Antara yang dibutuhkan rakyat dan yang hanya menyenangkan pejabat.
Setiap rupiah harus punya alasan untuk dikeluarkan.
Itu yang paling sulit, sementara itu yang paling perlu.
Lalu, bangunkan Aset yang Tidur
Saya kadang melihat daftar aset daerah. Panjang. Nilainya besar. Sayang sebagian besar tidur.
Tanah kosong, gedung tak terpakai, BUMD yang lebih sering rapat daripada untung.
Padahal, disitulah sumber PAD sebenarnya. Asal dikelola dengan cara baru.
Zaman sudah berubah.
Pemerintah tidak bisa bekerja sendiri. Banyak urusan bisa diselesaikan lewat kolaborasi.
Swasta, BUMDes, bahkan komunitas lokal semua menjadi mitra. Asal birokrasi tidak menghalangi niat baik itu.
Investor sebetulnya tidak takut risiko bisnis. Yang mereka takutkan adalah risiko birokrasi.
Kalimat yang tidak selesai, izin yang tak keluar, janji yang berubah ditengah jalan.
Bagaimana merubah Pola Pikir..?
Ini bagian paling penting.
Selama ini mungkin pemerintah daerah berpikir tugasnya adalah hanya membelanjakan uang negara.

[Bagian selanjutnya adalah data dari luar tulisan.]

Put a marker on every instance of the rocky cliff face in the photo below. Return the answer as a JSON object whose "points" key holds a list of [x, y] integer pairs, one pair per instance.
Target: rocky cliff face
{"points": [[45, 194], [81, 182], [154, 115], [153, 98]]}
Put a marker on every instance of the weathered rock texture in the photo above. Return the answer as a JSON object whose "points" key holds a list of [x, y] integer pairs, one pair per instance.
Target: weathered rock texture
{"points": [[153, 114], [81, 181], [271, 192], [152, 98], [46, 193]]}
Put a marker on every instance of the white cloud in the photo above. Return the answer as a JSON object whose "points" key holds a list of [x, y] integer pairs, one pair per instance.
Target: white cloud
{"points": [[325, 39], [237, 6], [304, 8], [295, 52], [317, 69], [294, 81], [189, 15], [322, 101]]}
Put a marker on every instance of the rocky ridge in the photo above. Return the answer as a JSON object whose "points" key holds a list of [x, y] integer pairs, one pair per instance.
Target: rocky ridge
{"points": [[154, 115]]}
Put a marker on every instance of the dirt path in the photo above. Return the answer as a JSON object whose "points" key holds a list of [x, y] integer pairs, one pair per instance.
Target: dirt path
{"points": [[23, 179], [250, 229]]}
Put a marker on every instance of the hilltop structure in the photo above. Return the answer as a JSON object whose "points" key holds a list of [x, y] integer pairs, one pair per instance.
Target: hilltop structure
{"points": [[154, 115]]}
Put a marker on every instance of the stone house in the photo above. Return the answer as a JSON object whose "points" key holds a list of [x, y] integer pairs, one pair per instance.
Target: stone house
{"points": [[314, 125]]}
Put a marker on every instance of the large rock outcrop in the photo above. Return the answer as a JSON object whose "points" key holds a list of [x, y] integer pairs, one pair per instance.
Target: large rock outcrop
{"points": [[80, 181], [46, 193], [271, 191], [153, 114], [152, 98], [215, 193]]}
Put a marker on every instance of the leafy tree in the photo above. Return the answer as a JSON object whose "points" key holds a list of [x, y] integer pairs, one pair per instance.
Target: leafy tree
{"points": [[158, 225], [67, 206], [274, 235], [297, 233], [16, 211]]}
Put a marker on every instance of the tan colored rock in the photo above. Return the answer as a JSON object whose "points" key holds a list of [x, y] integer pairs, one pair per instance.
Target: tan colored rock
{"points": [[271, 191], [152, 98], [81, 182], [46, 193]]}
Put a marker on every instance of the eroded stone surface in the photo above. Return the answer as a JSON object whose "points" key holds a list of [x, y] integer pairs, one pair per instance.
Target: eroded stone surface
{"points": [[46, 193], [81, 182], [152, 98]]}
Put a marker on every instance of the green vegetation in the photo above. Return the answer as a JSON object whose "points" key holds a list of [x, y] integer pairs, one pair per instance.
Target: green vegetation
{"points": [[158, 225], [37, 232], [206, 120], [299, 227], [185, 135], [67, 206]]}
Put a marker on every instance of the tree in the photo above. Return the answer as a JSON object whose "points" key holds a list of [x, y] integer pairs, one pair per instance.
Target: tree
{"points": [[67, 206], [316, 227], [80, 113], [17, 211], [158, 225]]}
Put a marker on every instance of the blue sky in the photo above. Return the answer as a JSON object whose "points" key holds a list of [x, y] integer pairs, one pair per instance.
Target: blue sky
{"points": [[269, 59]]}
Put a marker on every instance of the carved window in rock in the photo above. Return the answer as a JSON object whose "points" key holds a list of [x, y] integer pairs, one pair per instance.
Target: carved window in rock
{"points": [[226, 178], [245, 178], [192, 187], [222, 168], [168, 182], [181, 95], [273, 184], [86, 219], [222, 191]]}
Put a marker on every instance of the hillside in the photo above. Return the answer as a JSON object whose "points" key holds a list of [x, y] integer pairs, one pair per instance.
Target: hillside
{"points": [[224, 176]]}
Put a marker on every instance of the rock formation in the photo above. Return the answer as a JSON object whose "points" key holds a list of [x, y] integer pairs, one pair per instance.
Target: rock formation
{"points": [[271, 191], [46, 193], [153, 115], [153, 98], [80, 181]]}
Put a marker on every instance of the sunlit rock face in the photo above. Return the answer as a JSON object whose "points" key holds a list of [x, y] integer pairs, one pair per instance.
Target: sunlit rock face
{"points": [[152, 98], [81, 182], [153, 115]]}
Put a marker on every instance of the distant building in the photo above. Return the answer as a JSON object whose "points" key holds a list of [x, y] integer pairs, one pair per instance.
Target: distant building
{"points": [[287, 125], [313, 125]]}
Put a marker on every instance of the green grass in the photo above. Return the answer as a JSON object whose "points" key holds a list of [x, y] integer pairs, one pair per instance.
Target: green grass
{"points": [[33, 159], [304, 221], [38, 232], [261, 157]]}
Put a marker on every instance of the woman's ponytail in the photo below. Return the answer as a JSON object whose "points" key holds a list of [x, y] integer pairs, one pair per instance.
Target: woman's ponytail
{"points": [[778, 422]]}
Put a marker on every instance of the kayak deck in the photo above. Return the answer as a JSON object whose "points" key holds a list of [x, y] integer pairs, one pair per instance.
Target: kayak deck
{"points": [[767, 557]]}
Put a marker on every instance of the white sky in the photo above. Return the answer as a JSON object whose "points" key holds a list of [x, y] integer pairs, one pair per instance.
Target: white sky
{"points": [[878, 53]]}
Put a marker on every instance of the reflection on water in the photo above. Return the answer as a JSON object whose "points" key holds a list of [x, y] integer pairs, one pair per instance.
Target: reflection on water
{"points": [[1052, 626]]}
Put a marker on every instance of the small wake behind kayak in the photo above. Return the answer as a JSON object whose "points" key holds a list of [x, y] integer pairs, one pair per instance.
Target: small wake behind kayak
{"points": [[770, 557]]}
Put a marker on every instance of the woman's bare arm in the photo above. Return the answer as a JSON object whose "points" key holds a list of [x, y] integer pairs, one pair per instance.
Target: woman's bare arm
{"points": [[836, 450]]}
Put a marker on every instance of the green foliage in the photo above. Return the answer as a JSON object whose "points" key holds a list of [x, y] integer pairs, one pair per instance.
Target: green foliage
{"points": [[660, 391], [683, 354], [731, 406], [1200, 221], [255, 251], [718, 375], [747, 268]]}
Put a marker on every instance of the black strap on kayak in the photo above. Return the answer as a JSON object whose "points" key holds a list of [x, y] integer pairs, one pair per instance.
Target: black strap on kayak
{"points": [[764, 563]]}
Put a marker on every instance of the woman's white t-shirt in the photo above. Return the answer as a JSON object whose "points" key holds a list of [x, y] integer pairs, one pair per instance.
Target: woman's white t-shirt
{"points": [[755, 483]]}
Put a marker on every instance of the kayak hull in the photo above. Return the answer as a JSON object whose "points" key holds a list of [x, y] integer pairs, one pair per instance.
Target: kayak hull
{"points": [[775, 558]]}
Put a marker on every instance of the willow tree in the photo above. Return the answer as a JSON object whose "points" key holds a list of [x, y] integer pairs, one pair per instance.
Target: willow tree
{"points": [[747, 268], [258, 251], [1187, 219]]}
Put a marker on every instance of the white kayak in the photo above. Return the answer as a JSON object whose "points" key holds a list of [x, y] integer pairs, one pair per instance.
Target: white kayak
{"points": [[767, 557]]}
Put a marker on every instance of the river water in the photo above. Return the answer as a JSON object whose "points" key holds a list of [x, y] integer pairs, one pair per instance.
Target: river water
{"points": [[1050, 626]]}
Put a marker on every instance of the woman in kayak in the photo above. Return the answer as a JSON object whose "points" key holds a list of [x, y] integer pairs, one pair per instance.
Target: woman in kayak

Padahal tugas yang sesungguhnya adalah menggerakkan ekonomi rakyat.
Kalau industri kecil tumbuh, pajak ikut tumbuh.
Kalau wisata ramai, retribusi ikut naik.
Kalau rakyat makmur, PAD mengalir tanpa dipaksa.
Untuk itu, kepala daerah harus berani keluar dari pola lama, bukan hanya menjadi pengelola anggaran, tetapi penggerak ekonomi lokal.
Pemangkasan dana transfer memang menyakitkan.
Tapi rasa sakit itu tandanya otot sedang tumbuh.
Mungkin, ini juga cara pusat *melatih* daerah.
Agar tidak terus bergantung. Agar belajar mandiri.
Agar otot fiskalnya kuat.
Saya percaya, tidak semua yang berkurang itu buruk.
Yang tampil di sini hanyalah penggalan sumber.